Emars c. Lettonie 2015

Le combat d’un père pour obtenir justice conduit à améliorer le contrôle de la police

…Les investigations initiales sur la mort de S.J. auraient dû être confiées à un organe […] indépendant de la [police locale].

Arrêt de la Cour européenne des droits de l’homme, février 2015

Contexte

Un père en deuil étaient très préoccupé par l’enquête sur la mort de sa fille. Il pensait que la police bloquait l’enquête sur le meurtre parce qu’un fonctionnaires de police était soupçonné.

S.J., la fille de Maigonis Emars, avait été retrouvée morte à son domicile le 21 mai 2004.

La police a d'abord traité sa mort comme un suicide, mais Maigonis Emars savait que S.J. n'avait aucune raison de se suicider. Il a déclaré à la police qu’il pensait qu’elle avait été assassinée.

Deux mois plus tard, des experts médico-légaux ont découvert de nouveaux éléments de preuve donnant à penser que la mort de S.J. était due à un acte criminel. La police a donc entamé une enquête pour meurtre.

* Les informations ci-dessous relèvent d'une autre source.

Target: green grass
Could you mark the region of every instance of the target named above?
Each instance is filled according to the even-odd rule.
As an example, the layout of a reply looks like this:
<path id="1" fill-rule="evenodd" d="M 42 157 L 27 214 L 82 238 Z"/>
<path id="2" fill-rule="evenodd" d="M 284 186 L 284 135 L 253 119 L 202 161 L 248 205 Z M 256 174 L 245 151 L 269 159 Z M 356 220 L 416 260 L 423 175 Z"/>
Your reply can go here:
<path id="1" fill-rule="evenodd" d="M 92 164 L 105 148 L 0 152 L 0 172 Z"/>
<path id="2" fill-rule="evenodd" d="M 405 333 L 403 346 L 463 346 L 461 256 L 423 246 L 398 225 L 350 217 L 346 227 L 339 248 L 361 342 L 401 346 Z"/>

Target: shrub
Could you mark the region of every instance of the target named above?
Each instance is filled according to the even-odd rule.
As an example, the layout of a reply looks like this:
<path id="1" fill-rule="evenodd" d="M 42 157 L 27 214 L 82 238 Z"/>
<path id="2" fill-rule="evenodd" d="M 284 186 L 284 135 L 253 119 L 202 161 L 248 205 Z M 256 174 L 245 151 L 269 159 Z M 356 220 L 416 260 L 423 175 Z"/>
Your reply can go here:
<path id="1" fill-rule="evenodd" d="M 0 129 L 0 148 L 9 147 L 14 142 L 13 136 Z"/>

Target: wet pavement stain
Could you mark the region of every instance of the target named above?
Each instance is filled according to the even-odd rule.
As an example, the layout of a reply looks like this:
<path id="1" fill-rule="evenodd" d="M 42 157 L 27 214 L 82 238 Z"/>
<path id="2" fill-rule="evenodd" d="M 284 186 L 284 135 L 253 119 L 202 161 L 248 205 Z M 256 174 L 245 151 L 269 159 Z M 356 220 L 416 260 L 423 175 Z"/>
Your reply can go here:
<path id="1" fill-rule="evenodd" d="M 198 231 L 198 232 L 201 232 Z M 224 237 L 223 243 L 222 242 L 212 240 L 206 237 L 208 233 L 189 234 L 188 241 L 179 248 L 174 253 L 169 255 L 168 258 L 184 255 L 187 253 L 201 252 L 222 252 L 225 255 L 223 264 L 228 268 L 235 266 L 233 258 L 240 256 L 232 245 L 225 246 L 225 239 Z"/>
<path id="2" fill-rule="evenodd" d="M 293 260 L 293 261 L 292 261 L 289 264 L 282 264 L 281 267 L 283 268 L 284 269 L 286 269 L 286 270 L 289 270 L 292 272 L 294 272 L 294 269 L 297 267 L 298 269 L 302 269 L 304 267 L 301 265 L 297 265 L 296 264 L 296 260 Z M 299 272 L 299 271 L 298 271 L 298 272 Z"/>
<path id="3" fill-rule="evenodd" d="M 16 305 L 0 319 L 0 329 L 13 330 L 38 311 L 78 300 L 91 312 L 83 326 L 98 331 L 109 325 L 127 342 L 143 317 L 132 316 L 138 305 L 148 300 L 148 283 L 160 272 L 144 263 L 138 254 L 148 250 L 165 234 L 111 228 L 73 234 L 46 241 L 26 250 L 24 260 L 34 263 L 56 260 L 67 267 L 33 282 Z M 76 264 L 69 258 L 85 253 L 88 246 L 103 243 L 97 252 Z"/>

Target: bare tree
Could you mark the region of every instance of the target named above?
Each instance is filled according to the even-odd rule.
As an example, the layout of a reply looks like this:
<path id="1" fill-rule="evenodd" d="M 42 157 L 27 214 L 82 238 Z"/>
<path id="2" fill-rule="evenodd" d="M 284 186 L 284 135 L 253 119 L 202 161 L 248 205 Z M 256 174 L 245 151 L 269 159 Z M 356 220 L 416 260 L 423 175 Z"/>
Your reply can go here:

A.J., le mari de S.J., a été interrogé comme suspect. Des témoins ont vu sa voiture devant la maison du couple la nuit avant que le corps de S.J. ne soit retrouvé. Mais A.J. avait un alibi. Il était policier et ses collègues ont dit qu'il avait passé la nuit avec eux au poste de police local.

Maigonis Emars était certain que A.J. était impliqué dans le meurtre de sa fille et que ses collègues le protégeaient. Il s’en est plaint aux autorités. Celles-ci lui ont répondu que l’enquête était menée de manière équitable et que rien ne laissait penser que la police la bloquait.

Par la suite cependant, les autorités ont annoncé à Maigonis Emars que deux officiers de police avaient fait l’objet de mesures disciplinaires en raison d’insuffisances de l’enquête. L'un des agents avait été accusé d’avoir commis une infraction pénale en raison de la façon dont il avait examiné la scène où le corps de S.J. avait été trouvé. Il a ensuite été innocenté.

Personne n’a jamais été accusé du meurtre de S.J..

Arrêt de la Cour européenne des droits de l’homme

La Cour européenne a jugé que l’enquête sur la mort de S.J. n'était ni appropriée ni indépendante.

En raison des retards, les autorités lettones ont été privées de preuves essentielles, a noté la Cour. De plus, elles n’ont pas révélé les raisons pour lesquelles les deux policiers ont été sanctionnés, ce qui a conduit la Cour à douter que l’enquête ait répondu aux normes de la Convention européenne des droits de l’homme.

La Cour s'est montrée particulièrement préoccupée par l’étroitesse des rapports entre A.J. et ses collègues policiers, ce qui pouvait « faire naître des soupçons quant à son implication et surtout jeter un doute sérieux sur l’indépendance des agents d’investigation ».

Suites

En 2021, la police n’avait aucune piste nouvelle dans l’enquête sur le meurtre de la fille de Maigonis Emars.

La Lettonie a toutefois tenté de résoudre certaines des questions soulevées dans l’arrêt Emars par la Cour européenne, notamment en prenant des mesures pour améliorer l’indépendance des enquêtes sur les crimes susceptibles d’avoir été commis par des membres des forces de l’ordre.

En novembre 2015, une nouvelle loi est entrée en vigueur pour réorganiser le Bureau de la sécurité intérieure, organe chargé d’enquêter sur ces crimes. La nouvelle loi a transféré de la police d'État au gouvernement central le contrôle du Bureau.

La Lettonie a également pris des mesures pour permettre aux procureurs de mieux superviser les investigations, notamment en lançant en 2016 une nouvelle base de données sur les informations policières.